Highway Inn testified that its highest paid hourly staff members in 2022 were the minimum wage front-of-house workers, who took home $80,594 in combined wages and tips. On the other hand, a person who was paid $18 an hour had a gross salary of $40,829 without tips.

“Legislators need to separate highly tipped professions, such as servers, who make close to $100,000 a year while making minimum wage, from the same legislation aimed at workers making only minimum wage and around $20,000 a year,” Toguchi Ryan and Ryan wrote in an email to Hawaii Business, adding that the mechanism for that is the tip credit.

The bill ultimately died after receiving overwhelming opposition. One of its strongest opponents was the Hawai‘i Workers Center, which was established in 2020 to train and organize workers. Sergio Alcubilla, its co-executive director, says even though Hawai‘i’s tip credit is only $1 an hour, the lowest among states that have tip credits, it still comes out to $2,000 a year that the employee could be using to help offset the state’s high cost of living.

“I think there’s a narrative in the community that people are saying, ‘oh, these tipped workers are already making $11 an hour plus tips,’ but at the end of the day, not everyone works at a high-end restaurant or not everyone works at a fancy restaurant,” he says. “So that’s one narrative that we’re trying to combat, like not everyone is doing well.
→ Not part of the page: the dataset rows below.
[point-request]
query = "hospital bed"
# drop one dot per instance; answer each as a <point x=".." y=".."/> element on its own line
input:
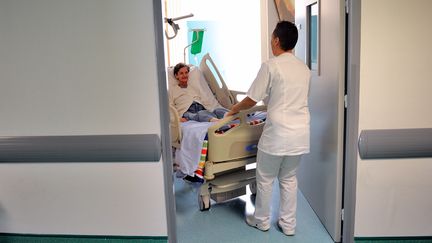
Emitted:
<point x="229" y="150"/>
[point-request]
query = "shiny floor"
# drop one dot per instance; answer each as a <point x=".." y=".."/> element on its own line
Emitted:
<point x="224" y="222"/>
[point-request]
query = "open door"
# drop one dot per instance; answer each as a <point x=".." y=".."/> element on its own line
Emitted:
<point x="322" y="46"/>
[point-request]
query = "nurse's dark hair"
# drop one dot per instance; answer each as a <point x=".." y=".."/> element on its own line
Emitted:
<point x="287" y="33"/>
<point x="179" y="66"/>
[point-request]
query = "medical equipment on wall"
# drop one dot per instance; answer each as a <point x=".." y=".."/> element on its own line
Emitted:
<point x="175" y="26"/>
<point x="196" y="44"/>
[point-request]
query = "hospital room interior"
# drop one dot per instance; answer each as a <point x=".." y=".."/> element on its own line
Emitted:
<point x="91" y="150"/>
<point x="226" y="49"/>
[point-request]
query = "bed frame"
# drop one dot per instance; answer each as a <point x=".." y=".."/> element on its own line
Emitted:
<point x="228" y="153"/>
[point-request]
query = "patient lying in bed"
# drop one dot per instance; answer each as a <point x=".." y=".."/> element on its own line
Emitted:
<point x="190" y="102"/>
<point x="191" y="155"/>
<point x="193" y="102"/>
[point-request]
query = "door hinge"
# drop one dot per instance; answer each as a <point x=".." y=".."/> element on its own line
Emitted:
<point x="347" y="6"/>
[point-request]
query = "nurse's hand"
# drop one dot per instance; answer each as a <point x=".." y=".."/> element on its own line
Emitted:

And there’s nothing wrong with a server or waiter making good money.”

The center advocated for bills that would eliminate the tip credit as part of the national One Fair Wage campaign. Seventy percent of the nation’s 5 million tipped workers are women and 43% are people of color, according to One Fair Wage.

“Just this whole notion of an industry being able to take wages away from their employees and putting the onus on customers to pay wages, I just feel like there’s something wrong with that system,” he says.